As the buzz continues for terms like “Big Data”, “Predictive Analytics” and “Machine Learning” its important to reflect on just how pervasive these things are. After half-finishing a book called Weapons of Math Destruction by Cathy O’Neil – I have a 7-month old at home and a library membership – I was once again struck by how easily our lives are controlled by the predictive algorithms of others.
Have you ever checked to see what’s “new” on Netflix and then moments later did the same on another account? The results are amazing. Almost certainly you’ll find a completely different selection of shows, tailored of course, to what Netflix believes each account likes. Admittedly this can be handy, but recognize it is also a limitation imposed on you by someone else.
In Weapons of Math Destruction Cathy describes many instances (the stories are the best part of her book) where mathematical models start out with the best of intentions, but end up ruining, or significantly damaging lives. For the record I don’t think the models used by Netflix are going to ruin anyone’s life! She posits that the most detrimental models scale easily, and are too often immune to re-testing (models need new data to learn), neither of which is good, but what really bothers me is how opaque the majority of models are.
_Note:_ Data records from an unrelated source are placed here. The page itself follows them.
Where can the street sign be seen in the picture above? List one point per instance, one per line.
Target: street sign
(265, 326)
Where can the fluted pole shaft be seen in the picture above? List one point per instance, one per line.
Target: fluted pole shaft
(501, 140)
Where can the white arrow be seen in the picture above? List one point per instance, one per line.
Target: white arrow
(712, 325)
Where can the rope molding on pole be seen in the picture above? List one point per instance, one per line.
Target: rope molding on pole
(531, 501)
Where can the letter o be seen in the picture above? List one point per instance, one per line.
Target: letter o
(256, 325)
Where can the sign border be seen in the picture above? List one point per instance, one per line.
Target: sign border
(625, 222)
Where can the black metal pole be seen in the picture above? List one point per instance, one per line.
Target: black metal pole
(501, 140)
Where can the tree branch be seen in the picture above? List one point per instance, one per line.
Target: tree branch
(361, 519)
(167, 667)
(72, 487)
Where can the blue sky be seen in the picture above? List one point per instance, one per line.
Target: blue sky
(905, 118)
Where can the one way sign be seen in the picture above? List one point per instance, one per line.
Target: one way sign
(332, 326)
Which means, their parameters are unknown to majority of people who’s fates they shape.
With Netflix there are clues to how my “new” shows are selected. For instance, because I watched Braveheart, Netflix may offer me the chance to watch Gladiator, or I can infer that my previous viewership at least partially, determines “new” content. How on the other hand do online stores decide to offer me a product to buy after purchasing a seemingly unrelated item? “It’s proprietary” is often the answer given, and it is unlikely that anyone outside of a select few will ever know how that second item was chosen.
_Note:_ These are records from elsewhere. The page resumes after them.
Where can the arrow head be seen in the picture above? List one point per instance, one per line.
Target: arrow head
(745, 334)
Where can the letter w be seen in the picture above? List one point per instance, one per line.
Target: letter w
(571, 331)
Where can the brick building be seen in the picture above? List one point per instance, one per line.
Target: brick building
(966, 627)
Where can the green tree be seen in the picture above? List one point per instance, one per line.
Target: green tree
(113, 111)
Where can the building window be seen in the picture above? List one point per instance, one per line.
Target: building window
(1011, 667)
The examples I have given are fairly innocuous, but as Cathy discusses in her book, even the simplest of data points with the wrong bias attached can negatively impact lives. Postal codes have been particularly abused as they are often considered proxy’s for highly complex realities. It takes little imagination to extrapolate how innocent people can be disadvantaged when postal codes are placed in models used to govern police routes, or guide loan approvals. “Want to go to college and need a student loan? Well, it’s too bad you live in neighborhood X because our model has determined you are too great a risk to default”. Not exactly fair.
So, I encourage you to read her book if this sort of thing interests you. Cathy has a prolific past in data science and some intimate insights into how “Big Data” really works on wall street, or in large online vendors. At the very least I hope you realize that whenever something is automated for you, there is mathematical model making choices on your behalf.
Perhaps its best to ask yourself, “what am I not seeing/getting/hearing about”?